Try to check stats for the crowdfunding site you’re thinking of working with – also check it reaches the kind of audience you’re aiming for. Having said that I don’t know if I was all that rigorous myself, I just liked the look of Fundit. And they probably do have a fairly high success rate. Certainly they’ve a good spread of high quality projects. They even have repeat projects: Peadar O’Donoghue regularly crowdfunds issues of The Poetry Bus there.
Fundit run a tight ship and are clear about what you need to provide to start a project. Co-founder Andrew Hetherington was patient about explaining how it worked. And maybe it helped that my goal was relatively affordable. I’ve looked at Kickstarter projects and not understood why people need the amounts they’re after, so if you need a large amount, it may help to share some budget info. Another tip is to bring your project to offline friends if you can stand the risk of doing so – they may well be just as interested as your online friends.
In practice once I’d fundraised, I was less keen on the quick ebook idea: I wanted it to be as good as I could manage, so I was quite critical about which stories to include, and revised with the help of two very good writers who also work as editors.
The crowdfunding thing really worked to motivate me – with all those people trusting me to buy an advance copy, I felt I really had to deliver, and deliver on time. So I worked like crazy.
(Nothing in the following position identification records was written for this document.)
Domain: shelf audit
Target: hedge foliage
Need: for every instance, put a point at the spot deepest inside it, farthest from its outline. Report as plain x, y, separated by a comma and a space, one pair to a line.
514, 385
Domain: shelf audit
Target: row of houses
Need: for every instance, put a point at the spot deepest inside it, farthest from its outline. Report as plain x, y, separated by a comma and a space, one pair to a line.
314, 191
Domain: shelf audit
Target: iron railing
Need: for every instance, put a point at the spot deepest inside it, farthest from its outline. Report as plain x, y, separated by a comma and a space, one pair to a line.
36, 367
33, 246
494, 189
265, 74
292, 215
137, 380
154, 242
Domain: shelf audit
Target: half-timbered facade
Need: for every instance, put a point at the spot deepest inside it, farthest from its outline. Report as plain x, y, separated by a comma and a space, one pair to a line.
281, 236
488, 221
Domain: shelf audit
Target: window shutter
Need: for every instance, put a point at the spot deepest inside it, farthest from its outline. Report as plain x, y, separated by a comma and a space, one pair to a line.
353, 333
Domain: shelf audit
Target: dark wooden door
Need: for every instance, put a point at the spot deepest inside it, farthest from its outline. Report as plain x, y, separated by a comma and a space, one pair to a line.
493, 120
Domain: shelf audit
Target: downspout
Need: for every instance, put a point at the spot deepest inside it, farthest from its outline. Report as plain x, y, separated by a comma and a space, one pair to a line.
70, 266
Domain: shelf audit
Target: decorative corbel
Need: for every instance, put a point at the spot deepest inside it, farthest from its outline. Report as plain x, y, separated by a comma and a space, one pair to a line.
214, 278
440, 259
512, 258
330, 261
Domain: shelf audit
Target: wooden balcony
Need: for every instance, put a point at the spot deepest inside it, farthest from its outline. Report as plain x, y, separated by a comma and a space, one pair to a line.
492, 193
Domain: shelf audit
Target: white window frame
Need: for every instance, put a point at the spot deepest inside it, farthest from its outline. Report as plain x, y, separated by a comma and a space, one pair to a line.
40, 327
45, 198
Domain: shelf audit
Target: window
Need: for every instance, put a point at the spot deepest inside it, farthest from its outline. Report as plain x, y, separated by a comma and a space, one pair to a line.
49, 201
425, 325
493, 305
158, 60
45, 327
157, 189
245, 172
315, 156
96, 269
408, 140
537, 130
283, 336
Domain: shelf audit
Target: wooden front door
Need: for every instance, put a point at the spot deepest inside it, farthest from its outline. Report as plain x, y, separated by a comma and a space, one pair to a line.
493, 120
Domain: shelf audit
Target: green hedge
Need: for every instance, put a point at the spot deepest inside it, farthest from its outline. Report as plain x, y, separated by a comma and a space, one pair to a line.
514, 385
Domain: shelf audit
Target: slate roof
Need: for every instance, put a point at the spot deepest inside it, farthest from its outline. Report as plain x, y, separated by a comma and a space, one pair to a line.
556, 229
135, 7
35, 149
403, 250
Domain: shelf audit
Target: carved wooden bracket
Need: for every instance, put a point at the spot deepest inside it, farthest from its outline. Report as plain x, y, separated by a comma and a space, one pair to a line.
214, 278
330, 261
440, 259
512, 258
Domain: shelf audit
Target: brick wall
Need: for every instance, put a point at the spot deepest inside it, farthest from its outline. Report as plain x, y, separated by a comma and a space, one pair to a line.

One night when up to 3am working, I did begin to wonder if I was mad to work on it that hard, given I had not budgeted to pay myself, only my design and edit team… But then, if I had not, and had not had good feedback from those who read the ebook edition, maybe the editorial team at Liberties would not have decided to take the book on and bring it to the shops.
I am really pleased they did and delighted to see the book on the shelf at the new Liberties Upstairs bookshop – which you can find at Terenure Rd, Dublin 6. The print edition of SaltWater launches at the Gutter Cows Lane on 3 April 2014.
(c) Lane Ashfeldt
SaltWater is a collection of more than a dozen short stories, set in a sweep of coastal areas around the world, from Sherkin Island in County Cork to the faraway shores of New Zealand. Taking place against a backdrop of foam and brine, of shipwrecks and storms, the stories are often inspired by real events, both contemporary and historical. Veering between family tragedy, the excitement of teen love and short, sharp observations of daily life, SaltWater brings to life the rich tapestry of the human experience. Included in this collection are several stories that have been shortlisted for or have won fiction prizes:
‘Catching the Tap-Tap to Cayes de Jacmel’ – winner of Global Short Story Prize, UK
‘Dancing on Canvey’ – winner of Fish Short Histories Prize, Ireland
‘SaltWater’ – shortlisted for HG Wells Prize, UK
Lane Ashfeldt was born in London, raised in Dublin and now lives in a small town in Wales. Ashfeldt’s short fiction has appeared in literary journals and anthologies, and her stories have been performed live at festivals and events such as WordFactory, Bookstock, and the West Cork Literary Festival. Her short story ‘Pole House’ has been produced for broadcast on Radio New Zealand. Other stories by Lane Ashfeldt can also be read online at Guardian.co.uk, Southword, Identity Theory, Eyelands and The View From Here. SaltWater is her debut collection of short fiction.